Thank you, Holden and Raul, for your concern and moral support.   It has been my habit upon awakening (slowly) to at first crawl, then stand with cane.  This morning I was able to stand up without the cane, just pushing up on a door knob.  So, I was able to limp without cane to the toilet.

This is a good sign.  My first thought was that there was nothing worth gettting up off the mat on the floor for except that I could not stand to lay down any longer.  I am walking carefully, Raul.  I have no choice but to walk carefully, if I am to walk at all.

Holden, I have studied enough mathematics to know that the fundamentals are far more important than the "sexy discoveries" and mystical sounding breakthroughs or mental "tricks" ... and yet, in our ego-oriented status-obsessed societies, it would be quite rare for one of these pompous academic prodigies-turned-professors to be able to clearly and coherently explain [even to him-or-herself] certain fundamentals in "pre-calculus" ["School Algebra," Trigonometry, etc].

On the other hand, there is also this awful sense of having spent decades mastering fundamentals of something patched together and kept rolling even if it has proved to be confounding to one generation of students after another.    (See    Divine Proportions: Rational Trigonometry to Universal Geometry by NJ Wildberger who I mention in several threads you might wish to explore in the event I disappear into the Great Void.)

- Re-Imagining Mathematics

- Arctangent without a calculator

Quote
We're going to need an eternity to get anywhere, so why bother?

Well, if you download the book, on page 11 I notice the very wall I have repeatedly hit is discussed.

The section title sounds Schopenhauerian:  "1.3: Why classical trigonometry is hard"

Quote from: Wildberger
For centuries students have struggled to master angles, trigonometric functions and their many intricate relations.

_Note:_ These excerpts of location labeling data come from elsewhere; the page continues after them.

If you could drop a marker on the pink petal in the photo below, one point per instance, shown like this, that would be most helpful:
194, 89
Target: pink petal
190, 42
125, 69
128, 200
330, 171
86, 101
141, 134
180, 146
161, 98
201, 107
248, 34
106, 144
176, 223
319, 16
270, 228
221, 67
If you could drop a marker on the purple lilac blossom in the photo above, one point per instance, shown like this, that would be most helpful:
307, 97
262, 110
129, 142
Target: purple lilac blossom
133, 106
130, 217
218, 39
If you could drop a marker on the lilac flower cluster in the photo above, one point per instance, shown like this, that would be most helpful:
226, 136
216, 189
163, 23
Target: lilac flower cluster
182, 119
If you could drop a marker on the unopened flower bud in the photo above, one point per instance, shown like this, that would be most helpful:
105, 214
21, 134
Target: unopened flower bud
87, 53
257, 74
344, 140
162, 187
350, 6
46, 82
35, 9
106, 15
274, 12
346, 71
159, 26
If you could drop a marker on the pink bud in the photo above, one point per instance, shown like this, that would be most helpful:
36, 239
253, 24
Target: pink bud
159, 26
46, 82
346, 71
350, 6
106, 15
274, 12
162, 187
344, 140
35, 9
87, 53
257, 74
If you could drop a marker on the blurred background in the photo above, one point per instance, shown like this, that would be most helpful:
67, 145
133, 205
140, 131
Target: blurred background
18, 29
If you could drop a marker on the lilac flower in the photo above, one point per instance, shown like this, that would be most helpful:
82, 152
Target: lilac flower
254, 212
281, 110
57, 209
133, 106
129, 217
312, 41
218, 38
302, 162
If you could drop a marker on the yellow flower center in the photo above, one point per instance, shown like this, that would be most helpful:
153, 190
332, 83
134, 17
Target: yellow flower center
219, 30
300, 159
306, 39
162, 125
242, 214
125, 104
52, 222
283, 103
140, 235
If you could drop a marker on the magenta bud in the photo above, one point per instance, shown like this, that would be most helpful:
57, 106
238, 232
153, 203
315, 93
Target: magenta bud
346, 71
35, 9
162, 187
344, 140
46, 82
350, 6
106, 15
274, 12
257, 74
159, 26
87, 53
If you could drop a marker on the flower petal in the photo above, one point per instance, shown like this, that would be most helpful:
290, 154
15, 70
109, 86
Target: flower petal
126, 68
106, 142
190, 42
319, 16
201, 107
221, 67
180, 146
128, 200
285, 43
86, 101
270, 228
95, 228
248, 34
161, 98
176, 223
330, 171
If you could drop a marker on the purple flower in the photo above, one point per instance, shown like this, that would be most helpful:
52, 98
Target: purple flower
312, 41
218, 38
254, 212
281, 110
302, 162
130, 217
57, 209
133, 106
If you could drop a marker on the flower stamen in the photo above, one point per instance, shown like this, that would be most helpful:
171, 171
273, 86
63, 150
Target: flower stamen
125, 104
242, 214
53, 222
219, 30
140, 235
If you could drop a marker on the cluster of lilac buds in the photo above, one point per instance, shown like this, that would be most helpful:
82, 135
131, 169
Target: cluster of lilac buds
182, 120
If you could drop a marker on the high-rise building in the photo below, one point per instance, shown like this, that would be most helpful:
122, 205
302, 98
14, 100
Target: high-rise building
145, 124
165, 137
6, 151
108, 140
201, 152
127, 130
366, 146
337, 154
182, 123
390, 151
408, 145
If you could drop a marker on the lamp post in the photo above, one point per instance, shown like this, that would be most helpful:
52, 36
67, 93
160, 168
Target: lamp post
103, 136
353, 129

Those who learn how to apply the formulas correctly often don’t know why they are true. Such difficulties are to an extent the natural reflection of an underlying ambiguity at the heart of classical trigonometry. This manifests itself in a number of ways, but can be boiled down to the single critical question:

What precisely is an angle??

Hooo Ha!   :D  Great question!

That sounds like something Holden would say!  He does not want a standard textbook definition. 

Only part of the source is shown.